Early in the development of the IBM ACS system, T.J. Watson visited the Sandhill road lab to hear a presentation of the plan. At one point he exclaimed ‘but where is the unit record equipment?’. Such equipment read and punched cards and also produced ‘print outs’ on paper. All previous IBM machines could be seen as centered around these data portals.
Later John Cocke observed that 20 trains, each traveling 60 mph, full of punched cards, would provide a card data rate commensurate with the machine’s memory bus. The state of the art for printing then was the 600 lines per minute. To scale up printing capacity to match the CPU performance would require about 400 line printers occupying a very large room. Conventional buffering plans to run such a pool of printers would require main memory much beyond the cost of the whole machine. Memory was still expensive.

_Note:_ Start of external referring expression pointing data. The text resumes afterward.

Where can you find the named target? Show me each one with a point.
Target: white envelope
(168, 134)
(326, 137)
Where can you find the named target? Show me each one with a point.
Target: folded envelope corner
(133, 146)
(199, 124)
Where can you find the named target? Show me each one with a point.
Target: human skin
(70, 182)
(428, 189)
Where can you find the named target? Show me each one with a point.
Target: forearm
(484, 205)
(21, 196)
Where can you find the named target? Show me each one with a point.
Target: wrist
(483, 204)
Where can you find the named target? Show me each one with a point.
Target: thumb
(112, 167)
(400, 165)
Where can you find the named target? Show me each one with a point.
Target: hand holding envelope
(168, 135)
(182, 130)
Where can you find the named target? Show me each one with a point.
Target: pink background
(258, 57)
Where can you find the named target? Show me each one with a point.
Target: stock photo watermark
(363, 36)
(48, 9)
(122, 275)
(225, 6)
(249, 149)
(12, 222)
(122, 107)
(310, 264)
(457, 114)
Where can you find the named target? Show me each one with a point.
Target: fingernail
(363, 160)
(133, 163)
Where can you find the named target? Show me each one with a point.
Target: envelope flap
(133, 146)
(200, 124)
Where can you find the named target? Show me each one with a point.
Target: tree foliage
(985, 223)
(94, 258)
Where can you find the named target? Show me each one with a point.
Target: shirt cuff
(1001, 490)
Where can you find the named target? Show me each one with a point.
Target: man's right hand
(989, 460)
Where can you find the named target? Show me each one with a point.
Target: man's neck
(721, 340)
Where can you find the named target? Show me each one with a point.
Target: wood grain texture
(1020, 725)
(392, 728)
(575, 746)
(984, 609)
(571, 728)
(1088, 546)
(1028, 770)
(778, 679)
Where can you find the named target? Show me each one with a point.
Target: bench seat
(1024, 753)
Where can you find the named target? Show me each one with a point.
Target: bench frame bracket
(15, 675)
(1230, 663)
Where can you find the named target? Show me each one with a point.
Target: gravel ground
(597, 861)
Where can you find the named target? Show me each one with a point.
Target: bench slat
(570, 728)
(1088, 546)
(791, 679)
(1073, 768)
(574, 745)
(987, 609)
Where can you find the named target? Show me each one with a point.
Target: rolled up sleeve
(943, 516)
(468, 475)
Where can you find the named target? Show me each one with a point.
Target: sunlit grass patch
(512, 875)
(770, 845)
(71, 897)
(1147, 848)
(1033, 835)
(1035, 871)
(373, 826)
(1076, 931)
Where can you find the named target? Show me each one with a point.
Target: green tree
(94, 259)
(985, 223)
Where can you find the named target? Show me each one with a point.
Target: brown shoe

Subsequently I spent a day or two imagining a system to spool 300 or 400 chain printers from the machine. This would provide a scaled capacity in line with conventional large computer installations. Because of our small fast main memory was insufficient for simple buffering, we conceived a scheme to produce a multiplexed stream for many printers, perhaps all of them. The multiplexed stream would be produced by a multi merge pass which required some sort of prediction of how fast a chain printer could plow thru a particular print stream. The nature of chain printers makes this very variable. Otherwise the sort requires very little memory and time. That increased latency but not by much.

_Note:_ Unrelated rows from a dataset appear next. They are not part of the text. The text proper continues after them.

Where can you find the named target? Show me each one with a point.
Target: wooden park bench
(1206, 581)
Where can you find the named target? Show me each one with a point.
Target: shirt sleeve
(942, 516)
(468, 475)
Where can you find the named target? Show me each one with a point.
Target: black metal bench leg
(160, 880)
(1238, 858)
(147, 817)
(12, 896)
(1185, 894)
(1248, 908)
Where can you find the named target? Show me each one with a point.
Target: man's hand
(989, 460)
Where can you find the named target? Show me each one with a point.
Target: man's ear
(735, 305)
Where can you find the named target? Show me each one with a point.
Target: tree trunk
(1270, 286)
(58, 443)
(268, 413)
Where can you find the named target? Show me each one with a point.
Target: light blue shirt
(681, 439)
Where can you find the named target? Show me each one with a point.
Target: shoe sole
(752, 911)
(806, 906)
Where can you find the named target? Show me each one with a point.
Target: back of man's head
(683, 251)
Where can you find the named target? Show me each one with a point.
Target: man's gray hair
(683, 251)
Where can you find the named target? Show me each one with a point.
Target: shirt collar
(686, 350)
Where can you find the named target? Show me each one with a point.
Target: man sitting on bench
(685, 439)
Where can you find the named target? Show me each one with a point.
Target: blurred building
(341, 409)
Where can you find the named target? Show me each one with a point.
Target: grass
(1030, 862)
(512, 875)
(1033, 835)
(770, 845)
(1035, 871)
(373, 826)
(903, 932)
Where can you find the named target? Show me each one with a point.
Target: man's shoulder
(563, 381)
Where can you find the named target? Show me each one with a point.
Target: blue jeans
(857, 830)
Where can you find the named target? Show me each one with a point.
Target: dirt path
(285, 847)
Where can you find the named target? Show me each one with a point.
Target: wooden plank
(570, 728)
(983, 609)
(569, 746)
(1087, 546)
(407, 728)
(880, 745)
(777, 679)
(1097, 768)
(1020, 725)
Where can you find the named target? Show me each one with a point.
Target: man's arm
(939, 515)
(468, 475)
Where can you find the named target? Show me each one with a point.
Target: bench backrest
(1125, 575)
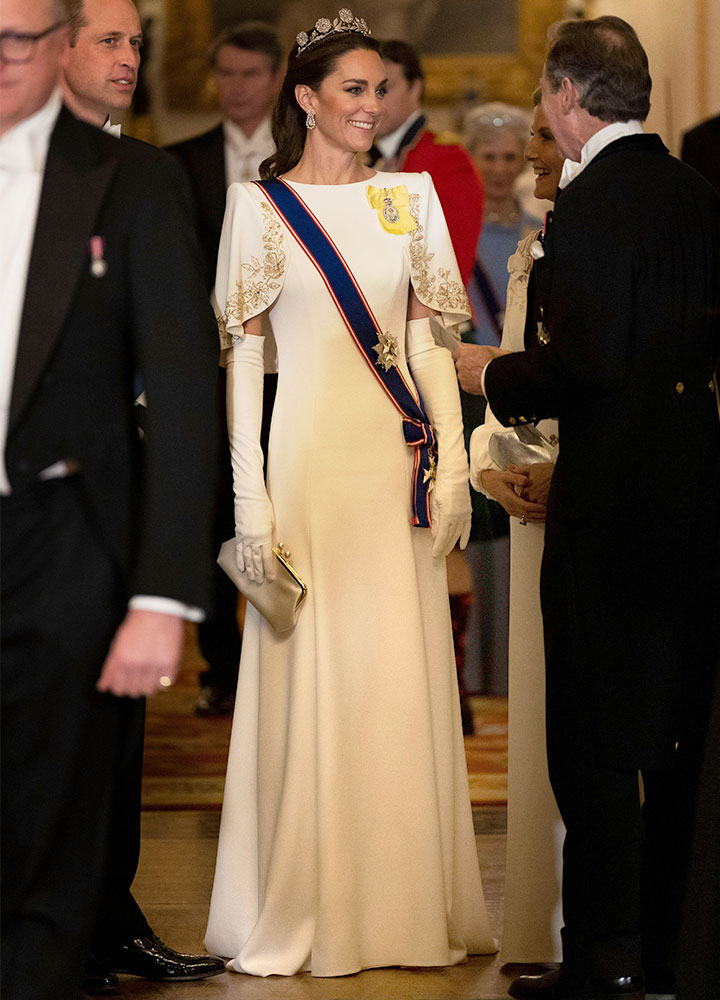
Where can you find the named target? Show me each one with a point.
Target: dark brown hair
(310, 67)
(404, 55)
(252, 36)
(608, 65)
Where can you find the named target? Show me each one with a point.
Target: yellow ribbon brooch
(391, 205)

Chain printers make headway at a variable but predictable rate. It was probably not cost effective for even the ACS to do such a prediction however. Some print streams would slow down the rest. This was a problem.

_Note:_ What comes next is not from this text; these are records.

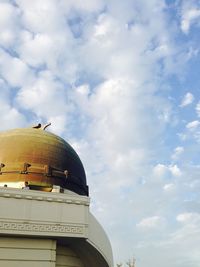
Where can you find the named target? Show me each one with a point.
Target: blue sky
(119, 80)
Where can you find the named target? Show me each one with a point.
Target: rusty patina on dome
(42, 159)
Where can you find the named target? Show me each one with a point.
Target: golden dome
(41, 158)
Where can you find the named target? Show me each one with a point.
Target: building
(47, 223)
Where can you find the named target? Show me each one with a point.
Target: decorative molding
(45, 196)
(38, 228)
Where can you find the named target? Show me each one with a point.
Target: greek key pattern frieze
(42, 228)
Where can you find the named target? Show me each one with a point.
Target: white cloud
(151, 222)
(188, 217)
(187, 100)
(177, 152)
(169, 187)
(161, 170)
(198, 109)
(98, 71)
(193, 125)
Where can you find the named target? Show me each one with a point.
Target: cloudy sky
(119, 80)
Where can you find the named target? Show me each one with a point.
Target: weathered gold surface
(39, 157)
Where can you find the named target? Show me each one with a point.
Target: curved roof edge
(99, 239)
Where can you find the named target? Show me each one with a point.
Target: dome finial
(40, 125)
(47, 125)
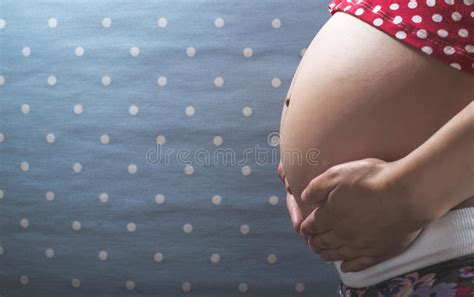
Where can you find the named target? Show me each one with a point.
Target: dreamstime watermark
(260, 155)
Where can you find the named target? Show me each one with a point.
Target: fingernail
(303, 195)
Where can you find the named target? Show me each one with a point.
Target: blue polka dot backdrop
(139, 148)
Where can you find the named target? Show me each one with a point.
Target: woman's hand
(296, 215)
(362, 217)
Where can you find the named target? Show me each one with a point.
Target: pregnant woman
(384, 94)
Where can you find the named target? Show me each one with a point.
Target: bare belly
(359, 93)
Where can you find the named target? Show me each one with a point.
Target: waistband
(448, 237)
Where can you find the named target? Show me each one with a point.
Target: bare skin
(351, 100)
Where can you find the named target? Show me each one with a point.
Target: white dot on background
(49, 253)
(217, 140)
(412, 4)
(437, 18)
(158, 257)
(76, 225)
(134, 51)
(456, 65)
(104, 197)
(26, 51)
(456, 16)
(359, 11)
(397, 20)
(77, 167)
(191, 51)
(186, 286)
(219, 22)
(188, 169)
(442, 33)
(50, 196)
(378, 22)
(276, 82)
(187, 228)
(248, 52)
(24, 280)
(159, 199)
(219, 81)
(133, 110)
(78, 109)
(243, 287)
(422, 33)
(50, 137)
(24, 166)
(463, 32)
(427, 50)
(132, 168)
(247, 111)
(130, 285)
(189, 111)
(161, 81)
(24, 223)
(103, 255)
(401, 35)
(106, 22)
(25, 108)
(276, 23)
(272, 258)
(131, 227)
(52, 80)
(244, 229)
(299, 288)
(106, 80)
(417, 19)
(162, 22)
(246, 170)
(216, 199)
(449, 50)
(79, 51)
(160, 139)
(52, 22)
(273, 200)
(104, 139)
(215, 258)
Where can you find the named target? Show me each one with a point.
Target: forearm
(439, 174)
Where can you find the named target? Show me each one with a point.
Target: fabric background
(86, 207)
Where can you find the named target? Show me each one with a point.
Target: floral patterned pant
(453, 278)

An amusing and frightening prospect was the paper jam. One could not afford to stop the multiplexed stream for that would idle all the print capacity. The scheduled work of a particular printer would be lost if the stream were not stopped. The solution seemed to redirect the stricken printer’s output to a file to be fed thru the multi-merge again. There were other complex solutions as well.
This exercise was all a mock effort just to see how hard it would be to fit the ACS with the then dominant URE paradigm. Timesharing and interactive access to data stored online was already seen as the answer to these problems. These solutions also seemed to require more storage than had been planned. Fixed head drums could provide an attractive solution in theory for their queued access could provide thousands of independent accesses per second which could serve to provide short simple bursts of compute to people who were seeking and modifying data stored on DASD. This pattern was already panning out to some degree at Livermore.
The lack of memory larger than the planned “main storage” and faster than DASD (moving head disk) was beginning to be worrisome. Access time for available core technology was too slow but core could provide good bandwidth. Transistor memory was too far off.
The hardware people did propose some sort of multi megabyte memory with access time of micro-seconds and very high bandwidth.